The arrival of blogs, video-sharing platforms and social media means that everyone can be a published author, performer or photographer whose work can be seen and shared by millions of people. The same digital tools also enable anyone to make music mashups for public consumption or upload literary homages or derivative artworks. But the digital revolution has also seen the development of technology likely to make it easier to attach an author’s name to a digital work in a way in which it cannot easily be removed.
June Besek says that these technological changes make it important to consider how best to protect moral rights in the 21st century. She warns that while technology is advancing so rapidly, now may not be the best time to harmonize, despite wishing to see a stronger right to attribution in the United States. “Even those authors who aren’t looking for a financial reward for others’ use of their works often do want recognition,” she says.
Article 6bis of the Berne Convention for the Protection of Literary and Artistic Works requires signatories to grant authors two moral rights: (i) the right to claim authorship of a work (often known as the right of attribution); and (ii) the right to object to any distortion or modification of a work, or other derogatory action in relation to a work, which would be prejudicial to the author’s honor or reputation (sometimes called the right of integrity).
The Berne Convention requires these moral rights to be independent of authors’ economic rights and in many countries they remain with the authors even after they have transferred their economic rights.

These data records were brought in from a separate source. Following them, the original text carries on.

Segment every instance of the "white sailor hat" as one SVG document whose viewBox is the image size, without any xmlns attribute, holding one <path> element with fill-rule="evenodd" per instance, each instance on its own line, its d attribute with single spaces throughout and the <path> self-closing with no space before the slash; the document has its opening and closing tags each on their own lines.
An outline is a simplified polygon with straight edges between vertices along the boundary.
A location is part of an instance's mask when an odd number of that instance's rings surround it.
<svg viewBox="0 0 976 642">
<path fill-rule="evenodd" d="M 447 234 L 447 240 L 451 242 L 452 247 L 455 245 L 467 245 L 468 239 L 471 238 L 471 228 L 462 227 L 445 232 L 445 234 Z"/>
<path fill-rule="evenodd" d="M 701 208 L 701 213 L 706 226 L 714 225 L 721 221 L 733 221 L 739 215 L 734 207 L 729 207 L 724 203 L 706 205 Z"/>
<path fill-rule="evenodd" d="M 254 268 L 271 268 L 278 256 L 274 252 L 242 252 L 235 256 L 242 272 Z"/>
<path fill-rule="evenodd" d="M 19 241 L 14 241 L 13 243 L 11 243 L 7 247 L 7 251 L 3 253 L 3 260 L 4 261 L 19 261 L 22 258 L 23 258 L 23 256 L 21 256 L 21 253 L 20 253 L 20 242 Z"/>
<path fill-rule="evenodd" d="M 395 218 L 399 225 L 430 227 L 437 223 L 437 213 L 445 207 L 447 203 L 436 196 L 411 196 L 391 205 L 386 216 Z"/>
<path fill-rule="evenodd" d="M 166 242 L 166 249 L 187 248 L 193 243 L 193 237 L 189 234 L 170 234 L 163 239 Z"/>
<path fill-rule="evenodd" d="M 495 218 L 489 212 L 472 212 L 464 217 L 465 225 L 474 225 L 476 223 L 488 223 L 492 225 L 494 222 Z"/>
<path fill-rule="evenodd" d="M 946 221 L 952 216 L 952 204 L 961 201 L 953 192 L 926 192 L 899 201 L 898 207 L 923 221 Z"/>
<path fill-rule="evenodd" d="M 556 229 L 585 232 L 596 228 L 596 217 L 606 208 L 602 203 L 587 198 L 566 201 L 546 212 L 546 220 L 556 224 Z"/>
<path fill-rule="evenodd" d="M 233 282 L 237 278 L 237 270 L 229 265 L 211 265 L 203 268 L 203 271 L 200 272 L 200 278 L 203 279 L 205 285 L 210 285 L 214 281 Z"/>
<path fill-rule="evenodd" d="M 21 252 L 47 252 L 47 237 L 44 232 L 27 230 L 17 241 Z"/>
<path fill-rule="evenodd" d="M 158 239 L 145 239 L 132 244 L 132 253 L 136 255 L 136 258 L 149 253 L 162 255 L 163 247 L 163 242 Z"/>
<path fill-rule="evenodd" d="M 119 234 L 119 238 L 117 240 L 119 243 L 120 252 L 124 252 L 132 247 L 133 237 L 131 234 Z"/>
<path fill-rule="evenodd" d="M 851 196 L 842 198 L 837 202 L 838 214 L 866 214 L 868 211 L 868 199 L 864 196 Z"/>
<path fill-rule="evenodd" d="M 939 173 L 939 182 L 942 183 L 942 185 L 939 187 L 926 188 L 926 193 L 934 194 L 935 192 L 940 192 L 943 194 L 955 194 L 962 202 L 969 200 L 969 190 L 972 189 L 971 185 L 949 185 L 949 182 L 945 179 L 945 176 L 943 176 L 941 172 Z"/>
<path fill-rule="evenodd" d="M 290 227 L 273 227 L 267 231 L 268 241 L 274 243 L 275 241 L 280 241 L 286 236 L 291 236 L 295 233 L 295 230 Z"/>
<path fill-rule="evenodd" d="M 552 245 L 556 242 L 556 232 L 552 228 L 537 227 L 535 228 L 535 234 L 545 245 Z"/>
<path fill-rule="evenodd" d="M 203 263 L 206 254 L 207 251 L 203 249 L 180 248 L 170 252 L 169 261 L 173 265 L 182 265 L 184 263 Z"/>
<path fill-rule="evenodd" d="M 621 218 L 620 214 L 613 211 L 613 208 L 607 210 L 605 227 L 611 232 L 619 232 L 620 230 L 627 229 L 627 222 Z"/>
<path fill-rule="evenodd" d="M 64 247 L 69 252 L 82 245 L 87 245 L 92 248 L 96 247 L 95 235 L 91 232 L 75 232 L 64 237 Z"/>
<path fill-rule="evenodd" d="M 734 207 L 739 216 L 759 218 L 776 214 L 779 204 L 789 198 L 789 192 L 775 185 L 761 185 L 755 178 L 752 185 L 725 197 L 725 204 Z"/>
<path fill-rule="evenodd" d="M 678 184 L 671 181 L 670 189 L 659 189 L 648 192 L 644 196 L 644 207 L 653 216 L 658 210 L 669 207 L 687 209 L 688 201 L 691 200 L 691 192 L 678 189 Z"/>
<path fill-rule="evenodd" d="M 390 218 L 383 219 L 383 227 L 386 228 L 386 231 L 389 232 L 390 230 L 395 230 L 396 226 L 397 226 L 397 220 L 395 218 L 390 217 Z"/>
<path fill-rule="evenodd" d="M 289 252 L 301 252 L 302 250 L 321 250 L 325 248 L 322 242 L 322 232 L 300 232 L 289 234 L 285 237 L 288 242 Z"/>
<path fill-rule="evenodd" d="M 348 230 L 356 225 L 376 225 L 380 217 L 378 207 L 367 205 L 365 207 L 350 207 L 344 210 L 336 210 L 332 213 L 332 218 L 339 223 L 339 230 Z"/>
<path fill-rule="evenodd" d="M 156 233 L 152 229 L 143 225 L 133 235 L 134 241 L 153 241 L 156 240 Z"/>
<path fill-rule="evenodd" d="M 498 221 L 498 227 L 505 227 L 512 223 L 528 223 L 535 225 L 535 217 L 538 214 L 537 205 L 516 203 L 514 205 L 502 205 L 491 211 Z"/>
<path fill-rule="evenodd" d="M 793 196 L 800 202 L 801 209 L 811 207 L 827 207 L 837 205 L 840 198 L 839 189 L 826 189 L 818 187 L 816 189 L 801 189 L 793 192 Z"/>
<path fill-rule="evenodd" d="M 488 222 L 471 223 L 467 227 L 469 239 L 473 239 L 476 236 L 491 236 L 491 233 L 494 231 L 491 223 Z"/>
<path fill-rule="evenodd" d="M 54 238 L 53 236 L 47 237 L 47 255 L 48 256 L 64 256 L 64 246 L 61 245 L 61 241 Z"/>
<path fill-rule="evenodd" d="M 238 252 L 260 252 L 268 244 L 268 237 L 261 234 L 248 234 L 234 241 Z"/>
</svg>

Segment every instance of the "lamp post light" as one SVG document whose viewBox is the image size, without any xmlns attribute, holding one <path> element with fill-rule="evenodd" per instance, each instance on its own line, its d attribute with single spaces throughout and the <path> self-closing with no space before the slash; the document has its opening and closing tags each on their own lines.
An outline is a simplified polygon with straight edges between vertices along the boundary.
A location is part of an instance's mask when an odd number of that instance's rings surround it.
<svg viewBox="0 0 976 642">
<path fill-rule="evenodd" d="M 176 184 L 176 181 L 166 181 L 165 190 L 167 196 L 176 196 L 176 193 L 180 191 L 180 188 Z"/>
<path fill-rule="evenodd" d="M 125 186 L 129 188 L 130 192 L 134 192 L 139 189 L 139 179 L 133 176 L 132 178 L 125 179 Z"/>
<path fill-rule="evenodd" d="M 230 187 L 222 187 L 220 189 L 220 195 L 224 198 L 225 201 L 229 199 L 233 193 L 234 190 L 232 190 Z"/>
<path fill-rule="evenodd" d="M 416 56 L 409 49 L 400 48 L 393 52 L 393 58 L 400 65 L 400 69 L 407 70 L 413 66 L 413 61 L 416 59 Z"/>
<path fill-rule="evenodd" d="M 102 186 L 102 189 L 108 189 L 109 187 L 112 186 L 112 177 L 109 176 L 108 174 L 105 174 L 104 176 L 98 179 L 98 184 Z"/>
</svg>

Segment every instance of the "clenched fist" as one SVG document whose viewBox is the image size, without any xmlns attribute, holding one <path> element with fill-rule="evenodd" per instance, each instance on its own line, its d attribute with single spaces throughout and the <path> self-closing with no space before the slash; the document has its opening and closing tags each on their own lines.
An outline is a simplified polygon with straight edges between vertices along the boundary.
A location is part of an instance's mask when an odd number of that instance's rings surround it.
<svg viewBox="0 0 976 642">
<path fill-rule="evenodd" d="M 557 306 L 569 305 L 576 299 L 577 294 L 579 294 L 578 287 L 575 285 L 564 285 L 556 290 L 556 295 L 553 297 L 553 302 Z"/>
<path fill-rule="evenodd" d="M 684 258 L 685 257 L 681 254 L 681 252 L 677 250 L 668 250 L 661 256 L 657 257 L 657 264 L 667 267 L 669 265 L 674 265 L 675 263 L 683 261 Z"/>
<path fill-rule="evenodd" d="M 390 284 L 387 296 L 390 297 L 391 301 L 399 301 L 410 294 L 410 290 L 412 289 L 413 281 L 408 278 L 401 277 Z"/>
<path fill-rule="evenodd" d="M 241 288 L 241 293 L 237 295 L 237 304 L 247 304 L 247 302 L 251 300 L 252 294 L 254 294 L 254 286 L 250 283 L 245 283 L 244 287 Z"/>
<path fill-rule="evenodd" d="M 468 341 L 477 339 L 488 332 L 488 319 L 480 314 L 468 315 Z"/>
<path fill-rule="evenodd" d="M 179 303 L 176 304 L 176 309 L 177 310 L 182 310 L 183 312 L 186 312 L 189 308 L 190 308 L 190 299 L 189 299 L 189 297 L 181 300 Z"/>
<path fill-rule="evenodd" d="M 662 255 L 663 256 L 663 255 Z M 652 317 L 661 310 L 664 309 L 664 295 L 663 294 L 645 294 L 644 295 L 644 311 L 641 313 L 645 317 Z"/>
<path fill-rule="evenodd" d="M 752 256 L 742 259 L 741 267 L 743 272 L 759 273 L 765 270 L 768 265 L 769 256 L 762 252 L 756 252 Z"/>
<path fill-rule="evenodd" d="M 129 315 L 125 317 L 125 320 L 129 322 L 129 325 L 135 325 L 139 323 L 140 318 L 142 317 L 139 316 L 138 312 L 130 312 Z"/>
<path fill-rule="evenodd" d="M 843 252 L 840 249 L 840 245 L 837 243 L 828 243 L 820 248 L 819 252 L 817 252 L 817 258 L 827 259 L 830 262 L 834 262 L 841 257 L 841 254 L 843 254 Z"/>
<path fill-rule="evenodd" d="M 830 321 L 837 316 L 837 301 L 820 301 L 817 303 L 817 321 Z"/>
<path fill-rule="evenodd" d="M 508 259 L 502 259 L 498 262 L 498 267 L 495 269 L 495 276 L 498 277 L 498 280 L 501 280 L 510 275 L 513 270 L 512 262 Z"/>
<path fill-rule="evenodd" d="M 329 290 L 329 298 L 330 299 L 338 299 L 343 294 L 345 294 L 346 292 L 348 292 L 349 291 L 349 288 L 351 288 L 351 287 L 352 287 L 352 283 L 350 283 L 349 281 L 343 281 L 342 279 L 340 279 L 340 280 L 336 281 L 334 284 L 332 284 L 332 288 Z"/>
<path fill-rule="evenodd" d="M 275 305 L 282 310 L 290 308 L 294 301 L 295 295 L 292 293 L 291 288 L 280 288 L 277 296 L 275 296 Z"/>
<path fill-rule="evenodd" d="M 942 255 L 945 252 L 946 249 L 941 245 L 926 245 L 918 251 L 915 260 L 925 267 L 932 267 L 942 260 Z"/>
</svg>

When member states of the World Trade Organization (WTO) began work on a multilateral agreement on intellectual property in the 1980s (what became the Agreement on Trade-Related Aspects of Intellectual Property (TRIPS)), they recognized that the Berne Convention provides, for the most part, adequate basic standards of copyright protection. They decided that WTO member states must comply with the substantive provisions of the 1971 Berne Convention. However, such was the degree of divergence on the issue of moral rights, member states agreed that they need not be bound by Article 6bis of that Convention.